A natural question is how \txcache's guarantee of transactional
consistency affects its performance. We explore this question by
examining cache statistics and comparing against other approaches.

We classified cache misses into four types, inspired by the common
classification for CPU cache misses:
\begin{itemize}
\item \emph{compulsory miss}: the object was never in the cache
\item \emph{staleness miss}: the object has been invalidated, and its
  staleness limit has been exceeded
\item \emph{capacity miss}: the object was previously evicted
\item \emph{consistency miss}: some sufficiently fresh version of
  the object was available, but it was inconsistent with previous data
  read by the transaction
\end{itemize}
Figure~\ref{fig:eval:cache-miss-types} shows the breakdown of misses
by type for four different configurations. Our cache server
unfortunately cannot distinguish staleness and capacity misses. We see
that consistency misses are the least common by a large
margin. Consistency misses are rare, as items in the cache are likely
to have overlapping validity intervals, either because they change
rarely or the cache contains multiple versions.
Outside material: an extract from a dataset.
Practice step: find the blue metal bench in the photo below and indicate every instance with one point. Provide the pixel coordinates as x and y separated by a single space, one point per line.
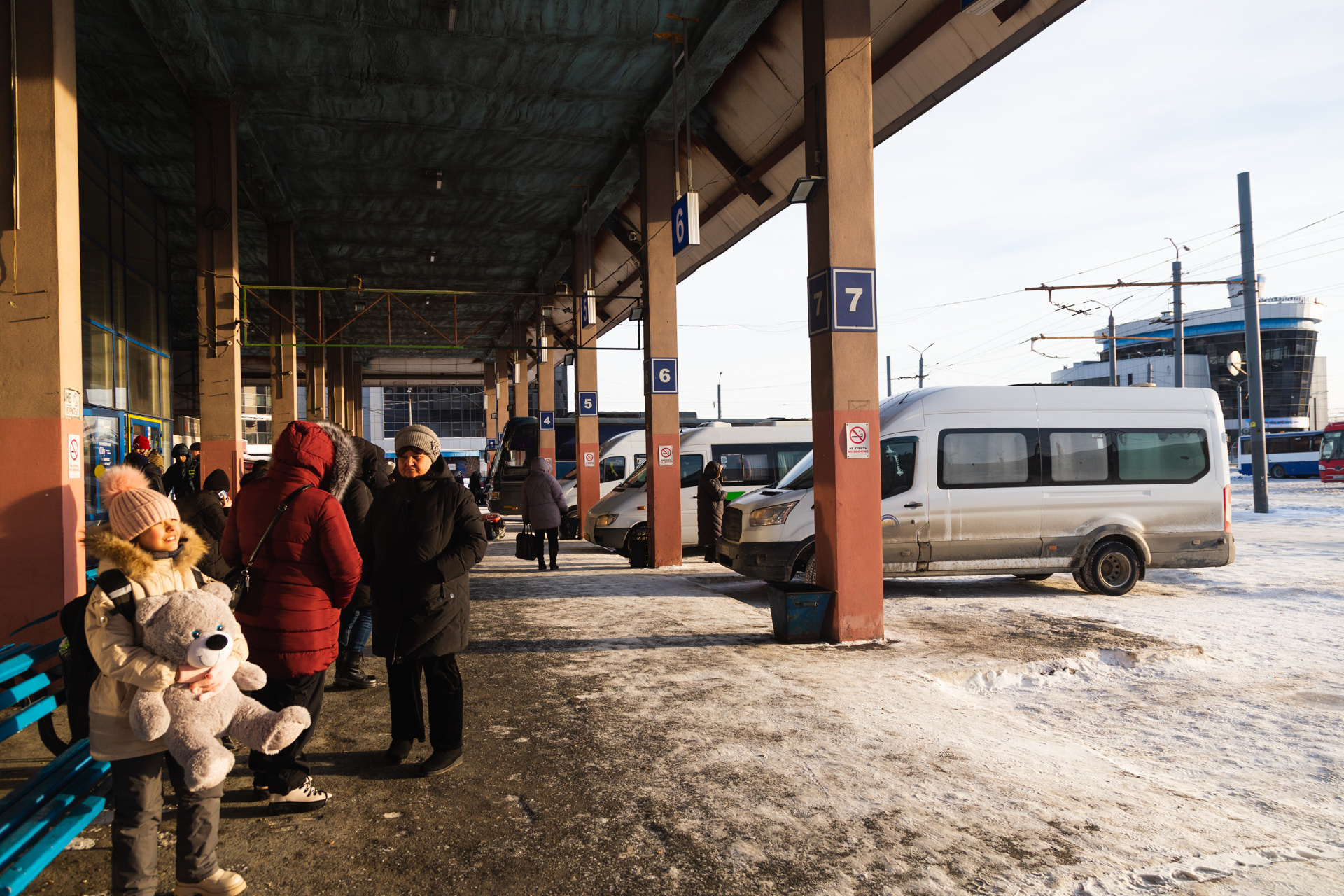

Workloads with higher
staleness limits experience more consistency misses (but fewer overall
misses) because they have more stale data that must be matched to
other items valid at the same time. The 64~MB-sized cache's workload
is dominated by capacity misses, because the cache is smaller than the
working set. The disk-bound experiment sees more compulsory misses
because it has a larger dataset with limited locality, and few
consistency misses because the update rate is slower.

\begin{figure}[tb]
  \centering\footnotesize{
  \begin{tabular}{r|cccc}
    & \multicolumn{3}{c}{\bf in-memory DB} & \bf disk-bound\\
    & \bf 512 MB & \bf 512 MB  & \bf 64 MB & \bf 9 GB \\
    & \bf 30 s stale & \bf 15 s stale & \bf 30 s stale & \bf 30 s stale\\
    \hline
    \input{data/missstats.tex}
  \end{tabular}}
  \caption{Breakdown of cache misses by type. Figures are percentage
    of total misses.}
  \label{fig:eval:cache-miss-types}
\end{figure}

The low fraction of consistency misses suggests that providing
consistency has little performance cost. We verified this
experimentally by modifying our cache to continue to use our
invalidation mechanism, but to read any data that was valid within the
last 30 seconds, blithely ignoring consistency. The results of this
experiment are shown as the ``No consistency'' line in
Figure~\ref{fig:eval:size:small}. As predicted, the benefit it
provides over consistency is small. On the disk-bound configuration, the
results could not be distinguished within experimental error.

%%% Local Variables: 
%%% mode: latex
%%% TeX-command-default: "Make"
%%% TeX-PDF-mode: t
%%% TeX-master: "paper.tex"
%%% End: 

% LocalWords:  PowerEdge TPC gigabit PostgreSQL CPUs Xeon GHz php cacheable SQL
% LocalWords:  MySQL Postgres granularities nondeterministic invalidations
% LocalWords:  lookup